Partage de midi can be read in the edition given by Gérald Antoine (Folio-Théâtre, Gallimard, 1994). This work contains the full text of the first complete version of 1905 as well as the previously unpublished unfinished states, a biographical preface, a chronology, notes on the text, extracts relating to the drama of the late correspondence of the poet and his beloved, a bibliography, and finally a critical essay. It opens with the preface that the playwright wrote in 1948 to introduce the late publication of the work. This brief but essential text makes it possible to understand the new versions in the light of the intentions that presided over both the alterations scattered throughout the main events and the recasting of certain passages of the second and third acts (these versions of 1948 and 1949, the preface of 1948 and a presentation intended for the press appear in the Complete Works, vol. XI, 1957).

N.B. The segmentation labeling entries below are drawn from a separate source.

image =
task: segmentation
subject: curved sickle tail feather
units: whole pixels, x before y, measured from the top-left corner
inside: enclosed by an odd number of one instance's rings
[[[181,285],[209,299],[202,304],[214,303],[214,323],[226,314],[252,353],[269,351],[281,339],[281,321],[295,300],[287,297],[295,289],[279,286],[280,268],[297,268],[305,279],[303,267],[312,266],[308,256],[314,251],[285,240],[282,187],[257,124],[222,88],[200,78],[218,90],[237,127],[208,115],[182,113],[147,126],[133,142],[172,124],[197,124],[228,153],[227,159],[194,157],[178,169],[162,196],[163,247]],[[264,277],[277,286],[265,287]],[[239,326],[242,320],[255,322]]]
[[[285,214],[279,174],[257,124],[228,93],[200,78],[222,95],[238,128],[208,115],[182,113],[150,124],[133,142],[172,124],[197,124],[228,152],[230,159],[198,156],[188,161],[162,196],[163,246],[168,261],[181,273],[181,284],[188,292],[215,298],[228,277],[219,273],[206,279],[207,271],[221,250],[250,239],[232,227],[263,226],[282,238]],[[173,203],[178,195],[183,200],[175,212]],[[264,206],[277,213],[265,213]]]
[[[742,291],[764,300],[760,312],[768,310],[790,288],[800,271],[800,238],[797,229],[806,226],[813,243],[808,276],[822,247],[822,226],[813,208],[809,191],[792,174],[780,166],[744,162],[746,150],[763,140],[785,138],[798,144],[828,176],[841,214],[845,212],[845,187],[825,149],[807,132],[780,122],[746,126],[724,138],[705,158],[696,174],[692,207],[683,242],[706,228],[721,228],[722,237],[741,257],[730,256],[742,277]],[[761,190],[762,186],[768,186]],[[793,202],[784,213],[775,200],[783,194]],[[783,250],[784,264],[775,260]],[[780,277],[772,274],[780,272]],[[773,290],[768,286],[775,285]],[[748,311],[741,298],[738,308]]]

La Pléiade also published the 1905 version, followed by the new version for the 1949 stage (Théâtre, t. 1, 1956, Introduction by Jacques Madaule). Gérald Antoine presented in a volume that serves as a complement to his edition published in the Folio collection, a work grouping together comments by Claudel and variants of the different versions, classified according to the processes implemented in the rewriting (Paul Claudel, Partage de midi, un drame revisité: 1948-1949, édition de Gérald Antoine, L’Âge d’Homme, Lausanne, Switzerland, 1997).
If we omit some furtive and fugitive Parisian performances, we can say that the drama was officially performed for the first time in France by Jean-Louis Barrault in 1948 (premiere on December 16). Edwige Feuillère played the role of Ysé, Jean-Louis Barrault that of Mesa, Pierre Brasseur played Amalric, Jacques Dacqmine was Ciz. The Claudel-Barrault correspondence contains a series of letters on Partage de midi (Cahiers Paul Claudel 10, Gallimard, 1974, letters 118 to 135, and Complete Works, t. XI). Under the title Mittagswende, the drama was performed in German at the Städtisches Opern und Schauspielhaus Hannover (world premiere: 25 May 1922).